Dance on My Grave
- First edition cover
- Author: Aidan Chambers
- Language: English
- Series: Dance Sequence
- Genre: Young adult literature
- Publisher: The Bodley Head
- Publication date: 1982
- Publication place: United Kingdom
- Media type: Print (paperback)
- Pages: 256
- ISBN: 978-0-370-30366-6
- Preceded by: Breaktime
- Followed by: Now I Know

= Dance on My Grave =

1982 novel by Aidan Chambers

Dance on My Grave is a 1982 young adult novel by British author Aidan Chambers. Its full title is Dance on My Grave: a life and a death in four parts, one hundred and seventeen bits, six running reports and two press clippings, with a few jokes, a puzzle or three, some footnotes and a fiasco now and then to help the story along. It is the second book in Chambers's six-novel Dance Sequence series.

It tells the story of a British teenager named Hal Robinson, detailing the events that led to his dancing on the grave of his slightly older friend, Barry Gorman, with whom Hal had a love affair.

It was one of the first few young adult books published by a major publisher that depicts homosexuality without being judgmental, and was included on ALA's and other libraries' list of books for gay teens. It has also been referred to in a number of books on children and young adult literature.

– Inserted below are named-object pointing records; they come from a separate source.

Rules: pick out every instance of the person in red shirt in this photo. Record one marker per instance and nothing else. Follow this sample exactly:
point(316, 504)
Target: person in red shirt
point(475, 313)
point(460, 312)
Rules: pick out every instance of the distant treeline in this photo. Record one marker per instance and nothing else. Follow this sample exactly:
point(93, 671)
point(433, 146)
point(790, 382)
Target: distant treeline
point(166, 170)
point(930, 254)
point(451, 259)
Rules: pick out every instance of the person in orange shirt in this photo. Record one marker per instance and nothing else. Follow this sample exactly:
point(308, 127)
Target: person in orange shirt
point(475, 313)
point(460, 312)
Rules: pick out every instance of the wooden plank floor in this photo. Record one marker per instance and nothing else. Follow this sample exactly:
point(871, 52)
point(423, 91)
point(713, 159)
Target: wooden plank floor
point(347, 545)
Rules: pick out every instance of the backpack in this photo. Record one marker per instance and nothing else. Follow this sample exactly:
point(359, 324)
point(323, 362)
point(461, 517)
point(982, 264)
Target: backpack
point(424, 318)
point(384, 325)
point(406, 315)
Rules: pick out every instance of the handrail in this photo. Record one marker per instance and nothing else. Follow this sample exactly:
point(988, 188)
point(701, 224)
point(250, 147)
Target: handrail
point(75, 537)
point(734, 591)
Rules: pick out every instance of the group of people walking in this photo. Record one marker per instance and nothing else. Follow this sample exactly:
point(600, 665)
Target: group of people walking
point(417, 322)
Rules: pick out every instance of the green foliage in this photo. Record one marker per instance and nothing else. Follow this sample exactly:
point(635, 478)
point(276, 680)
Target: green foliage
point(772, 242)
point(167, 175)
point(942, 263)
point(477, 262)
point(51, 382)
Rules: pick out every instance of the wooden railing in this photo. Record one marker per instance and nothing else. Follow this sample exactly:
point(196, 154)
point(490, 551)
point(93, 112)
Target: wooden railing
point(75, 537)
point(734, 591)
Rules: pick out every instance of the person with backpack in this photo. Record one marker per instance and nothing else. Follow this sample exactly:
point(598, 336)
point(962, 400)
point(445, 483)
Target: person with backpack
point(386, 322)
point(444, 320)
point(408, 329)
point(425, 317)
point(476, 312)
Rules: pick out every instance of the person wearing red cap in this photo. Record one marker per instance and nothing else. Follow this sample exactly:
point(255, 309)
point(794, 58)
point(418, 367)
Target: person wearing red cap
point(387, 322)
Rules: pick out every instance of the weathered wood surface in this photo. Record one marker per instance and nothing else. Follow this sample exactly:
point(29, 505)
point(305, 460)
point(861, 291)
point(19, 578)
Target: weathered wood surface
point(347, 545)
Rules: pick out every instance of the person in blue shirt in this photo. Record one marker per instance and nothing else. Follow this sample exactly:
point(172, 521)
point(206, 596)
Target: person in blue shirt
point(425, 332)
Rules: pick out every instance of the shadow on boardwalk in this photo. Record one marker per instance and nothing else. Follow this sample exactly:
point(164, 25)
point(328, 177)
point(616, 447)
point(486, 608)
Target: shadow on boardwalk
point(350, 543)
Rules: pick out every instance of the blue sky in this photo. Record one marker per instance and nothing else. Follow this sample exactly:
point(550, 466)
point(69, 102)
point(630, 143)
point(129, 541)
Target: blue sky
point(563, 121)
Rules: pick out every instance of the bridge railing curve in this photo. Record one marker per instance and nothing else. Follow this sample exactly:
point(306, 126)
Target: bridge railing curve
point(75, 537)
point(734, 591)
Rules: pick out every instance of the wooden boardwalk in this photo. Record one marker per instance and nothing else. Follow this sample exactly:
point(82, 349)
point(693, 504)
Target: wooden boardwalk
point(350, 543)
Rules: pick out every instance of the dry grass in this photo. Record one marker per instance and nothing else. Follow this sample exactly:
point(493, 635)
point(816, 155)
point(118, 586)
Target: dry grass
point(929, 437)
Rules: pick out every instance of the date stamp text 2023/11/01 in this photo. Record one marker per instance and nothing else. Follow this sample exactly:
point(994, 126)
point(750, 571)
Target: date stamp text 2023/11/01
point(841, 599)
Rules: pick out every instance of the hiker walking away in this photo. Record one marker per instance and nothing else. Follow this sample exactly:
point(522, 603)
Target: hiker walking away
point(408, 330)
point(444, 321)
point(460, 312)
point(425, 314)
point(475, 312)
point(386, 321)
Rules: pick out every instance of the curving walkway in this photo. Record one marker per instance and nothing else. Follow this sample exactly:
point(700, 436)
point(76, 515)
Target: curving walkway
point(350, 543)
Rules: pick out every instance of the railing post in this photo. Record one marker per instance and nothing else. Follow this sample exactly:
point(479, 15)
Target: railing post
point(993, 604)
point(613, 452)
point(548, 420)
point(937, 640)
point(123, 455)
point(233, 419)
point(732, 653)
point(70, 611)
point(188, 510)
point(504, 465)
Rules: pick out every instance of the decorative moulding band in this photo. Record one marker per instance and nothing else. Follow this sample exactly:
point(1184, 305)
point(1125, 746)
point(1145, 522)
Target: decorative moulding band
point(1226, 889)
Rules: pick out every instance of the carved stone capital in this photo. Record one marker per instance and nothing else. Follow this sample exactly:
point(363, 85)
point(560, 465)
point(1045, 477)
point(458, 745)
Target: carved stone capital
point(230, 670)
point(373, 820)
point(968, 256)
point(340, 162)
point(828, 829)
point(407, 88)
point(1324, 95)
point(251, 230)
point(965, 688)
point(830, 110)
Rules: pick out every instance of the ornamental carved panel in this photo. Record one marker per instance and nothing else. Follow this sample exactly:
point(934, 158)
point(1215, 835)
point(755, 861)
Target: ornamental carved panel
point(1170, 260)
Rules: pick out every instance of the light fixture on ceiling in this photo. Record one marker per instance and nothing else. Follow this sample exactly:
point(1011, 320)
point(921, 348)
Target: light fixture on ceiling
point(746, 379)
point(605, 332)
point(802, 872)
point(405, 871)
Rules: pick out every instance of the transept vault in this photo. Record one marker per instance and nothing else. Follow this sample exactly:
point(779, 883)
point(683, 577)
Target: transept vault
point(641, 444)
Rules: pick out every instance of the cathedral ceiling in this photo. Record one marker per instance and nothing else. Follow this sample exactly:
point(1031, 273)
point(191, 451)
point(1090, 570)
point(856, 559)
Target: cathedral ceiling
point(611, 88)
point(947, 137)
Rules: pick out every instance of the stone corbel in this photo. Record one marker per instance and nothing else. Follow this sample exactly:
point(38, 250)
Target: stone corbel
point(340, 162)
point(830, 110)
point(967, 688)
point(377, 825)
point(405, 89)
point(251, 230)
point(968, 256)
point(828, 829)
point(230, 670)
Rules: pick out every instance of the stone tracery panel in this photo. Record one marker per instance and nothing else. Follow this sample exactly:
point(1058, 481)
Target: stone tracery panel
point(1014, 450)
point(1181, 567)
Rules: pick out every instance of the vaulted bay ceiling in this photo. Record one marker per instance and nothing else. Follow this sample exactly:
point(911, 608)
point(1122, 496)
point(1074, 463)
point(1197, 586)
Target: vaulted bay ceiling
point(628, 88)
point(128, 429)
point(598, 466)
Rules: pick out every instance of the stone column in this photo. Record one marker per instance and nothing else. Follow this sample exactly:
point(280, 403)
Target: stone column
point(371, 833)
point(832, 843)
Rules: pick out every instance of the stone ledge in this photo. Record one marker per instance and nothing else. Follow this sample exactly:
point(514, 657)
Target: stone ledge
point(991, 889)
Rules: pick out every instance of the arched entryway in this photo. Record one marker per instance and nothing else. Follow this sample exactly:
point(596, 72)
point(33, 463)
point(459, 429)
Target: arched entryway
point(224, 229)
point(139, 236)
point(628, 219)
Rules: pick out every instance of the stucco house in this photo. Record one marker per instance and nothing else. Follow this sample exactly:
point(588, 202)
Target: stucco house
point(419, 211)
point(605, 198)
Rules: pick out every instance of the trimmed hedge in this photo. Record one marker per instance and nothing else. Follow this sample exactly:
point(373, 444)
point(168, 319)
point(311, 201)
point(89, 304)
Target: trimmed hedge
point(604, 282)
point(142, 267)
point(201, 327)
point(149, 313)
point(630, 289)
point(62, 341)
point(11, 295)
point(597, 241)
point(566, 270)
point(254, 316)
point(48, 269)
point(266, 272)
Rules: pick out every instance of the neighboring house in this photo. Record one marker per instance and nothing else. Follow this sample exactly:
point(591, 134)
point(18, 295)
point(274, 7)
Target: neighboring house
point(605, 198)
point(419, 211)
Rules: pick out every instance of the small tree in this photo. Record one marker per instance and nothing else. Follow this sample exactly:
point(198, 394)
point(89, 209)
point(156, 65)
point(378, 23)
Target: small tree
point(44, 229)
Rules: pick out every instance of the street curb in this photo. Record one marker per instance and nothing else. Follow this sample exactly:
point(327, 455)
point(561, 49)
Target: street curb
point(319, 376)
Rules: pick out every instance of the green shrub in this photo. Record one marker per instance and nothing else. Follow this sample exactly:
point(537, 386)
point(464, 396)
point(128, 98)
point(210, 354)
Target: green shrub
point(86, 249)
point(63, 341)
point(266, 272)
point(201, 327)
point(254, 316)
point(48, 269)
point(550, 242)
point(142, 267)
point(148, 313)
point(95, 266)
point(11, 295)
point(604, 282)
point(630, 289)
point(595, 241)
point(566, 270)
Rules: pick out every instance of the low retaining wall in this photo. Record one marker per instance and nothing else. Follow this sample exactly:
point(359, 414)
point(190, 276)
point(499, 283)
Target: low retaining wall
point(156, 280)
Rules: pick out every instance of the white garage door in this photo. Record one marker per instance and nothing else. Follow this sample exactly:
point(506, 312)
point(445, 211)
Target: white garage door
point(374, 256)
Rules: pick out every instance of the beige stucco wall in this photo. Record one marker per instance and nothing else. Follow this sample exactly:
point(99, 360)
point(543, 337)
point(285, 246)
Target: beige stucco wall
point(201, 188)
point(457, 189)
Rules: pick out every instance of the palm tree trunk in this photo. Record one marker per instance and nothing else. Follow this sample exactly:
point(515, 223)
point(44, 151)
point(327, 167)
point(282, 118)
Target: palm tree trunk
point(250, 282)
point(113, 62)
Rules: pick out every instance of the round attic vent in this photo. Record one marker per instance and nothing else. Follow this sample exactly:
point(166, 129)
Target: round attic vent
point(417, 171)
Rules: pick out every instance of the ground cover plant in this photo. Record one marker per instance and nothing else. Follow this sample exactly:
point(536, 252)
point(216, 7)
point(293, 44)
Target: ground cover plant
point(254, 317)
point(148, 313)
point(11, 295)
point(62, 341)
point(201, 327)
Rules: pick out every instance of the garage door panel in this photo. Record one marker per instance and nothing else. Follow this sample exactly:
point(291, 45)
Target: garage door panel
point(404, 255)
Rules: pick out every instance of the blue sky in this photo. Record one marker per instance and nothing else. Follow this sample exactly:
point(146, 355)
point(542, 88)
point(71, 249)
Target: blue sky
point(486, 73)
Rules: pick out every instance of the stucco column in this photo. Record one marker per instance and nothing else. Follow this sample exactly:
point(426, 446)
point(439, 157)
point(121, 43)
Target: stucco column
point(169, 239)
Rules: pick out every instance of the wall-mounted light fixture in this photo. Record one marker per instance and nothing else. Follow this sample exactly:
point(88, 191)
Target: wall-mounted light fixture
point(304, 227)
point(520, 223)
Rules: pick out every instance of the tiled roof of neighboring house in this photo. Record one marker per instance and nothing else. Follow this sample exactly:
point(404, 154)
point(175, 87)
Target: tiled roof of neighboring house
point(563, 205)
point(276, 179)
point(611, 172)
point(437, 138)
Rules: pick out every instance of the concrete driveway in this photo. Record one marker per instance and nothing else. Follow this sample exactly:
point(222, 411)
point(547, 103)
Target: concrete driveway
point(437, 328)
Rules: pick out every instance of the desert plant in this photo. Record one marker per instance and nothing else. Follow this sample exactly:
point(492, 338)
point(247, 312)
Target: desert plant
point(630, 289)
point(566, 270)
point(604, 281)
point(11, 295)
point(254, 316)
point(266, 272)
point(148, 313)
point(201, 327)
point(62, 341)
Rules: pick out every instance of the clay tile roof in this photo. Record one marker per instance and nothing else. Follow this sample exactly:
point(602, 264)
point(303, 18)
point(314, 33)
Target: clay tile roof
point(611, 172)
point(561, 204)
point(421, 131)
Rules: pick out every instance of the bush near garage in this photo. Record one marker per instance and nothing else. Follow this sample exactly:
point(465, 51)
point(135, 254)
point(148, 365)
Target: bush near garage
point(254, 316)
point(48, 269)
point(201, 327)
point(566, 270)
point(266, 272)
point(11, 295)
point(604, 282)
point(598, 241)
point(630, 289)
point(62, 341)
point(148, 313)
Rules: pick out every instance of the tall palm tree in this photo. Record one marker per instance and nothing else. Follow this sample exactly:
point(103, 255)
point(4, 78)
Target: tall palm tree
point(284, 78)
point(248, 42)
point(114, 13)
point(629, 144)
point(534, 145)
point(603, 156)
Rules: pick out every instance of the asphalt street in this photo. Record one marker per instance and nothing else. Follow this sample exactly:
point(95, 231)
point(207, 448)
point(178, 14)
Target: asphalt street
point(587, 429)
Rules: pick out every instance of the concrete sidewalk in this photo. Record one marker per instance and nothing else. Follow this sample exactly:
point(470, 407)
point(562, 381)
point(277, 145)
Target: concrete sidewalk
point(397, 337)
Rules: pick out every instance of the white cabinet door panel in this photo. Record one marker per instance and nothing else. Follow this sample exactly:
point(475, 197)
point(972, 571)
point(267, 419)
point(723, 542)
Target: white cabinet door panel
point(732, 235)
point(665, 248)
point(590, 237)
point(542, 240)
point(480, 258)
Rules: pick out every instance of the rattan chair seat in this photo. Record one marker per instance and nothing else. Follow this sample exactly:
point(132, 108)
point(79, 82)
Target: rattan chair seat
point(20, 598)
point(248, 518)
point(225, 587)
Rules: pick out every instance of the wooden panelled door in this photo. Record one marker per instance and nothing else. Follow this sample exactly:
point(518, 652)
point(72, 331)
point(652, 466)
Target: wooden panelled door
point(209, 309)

Because of its gay-positive theme, it was challenged at the Montgomery County Memorial Library System in 2004 by the Library Patrons of Texas.

== Plot ==
Hal is a sixteen-year-old with a fascination with death and is unsure of his plans for the future. On a boating trip he accidentally capsizes, but is rescued by Barry Gorman, who takes him to his home to dry off. Hal quickly falls in love with Barry, seeing him as a person that brings direction and enjoyment into his life.

Barry invites him to work at his family's music store, as well as to trips to the movie theater and motorcycle riding. Barry brings up Hal's interest in death, telling him that one should confront death by laughing at it. He makes Hal agree to an oath that whichever one of them shall die first, the other shall dance on his grave. Though confused, Hal agrees to the oath and kisses Barry. Their relationship becomes intimate.

One day, Hal catches Barry flirting with a girl, Kari. He confronts Barry, who replies that whatever relationship Hal assumed was between them was over. Pressed further, Barry says that Hal wanted too much from him and that he was bored. Hal leaves angrily. He later learns that Barry had died in a motorcycle accident after he chased after him.

Distraught by Barry's death, Hal feels the urge to see Barry's body. Kari helps him sneak into the morgue, where the sight of the body reminds Hal of his oath. The first time he visits Barry's grave, he is overcome by anger and is unable to dance on his grave. Kari explains to Hal that the reason for his anger was that he over-depended on Barry for excitement; he preferred the idea of Barry rather than who he was. Hal returns to Barry's grave and dances on it, but is caught by a police officer and charged for the crime of damaging a grave.

A social worker tries to get Hal to explain himself so he won't be charged heavily in court. Hal initially refuses to talk, but later writes a full account of his relationship with Barry and submits it to the court. He is not charged with a crime. Hal decides to continue his education in order to let things settle. He promises to move on with his life, to not let his past control his future.

==Translations==
Dance on My Grave has been translated into at least 9 other languages in both Asia and Europe.

==Film adaptation==
The book was the basis of the film Summer of 85 (Été 85) by French director François Ozon in 2020.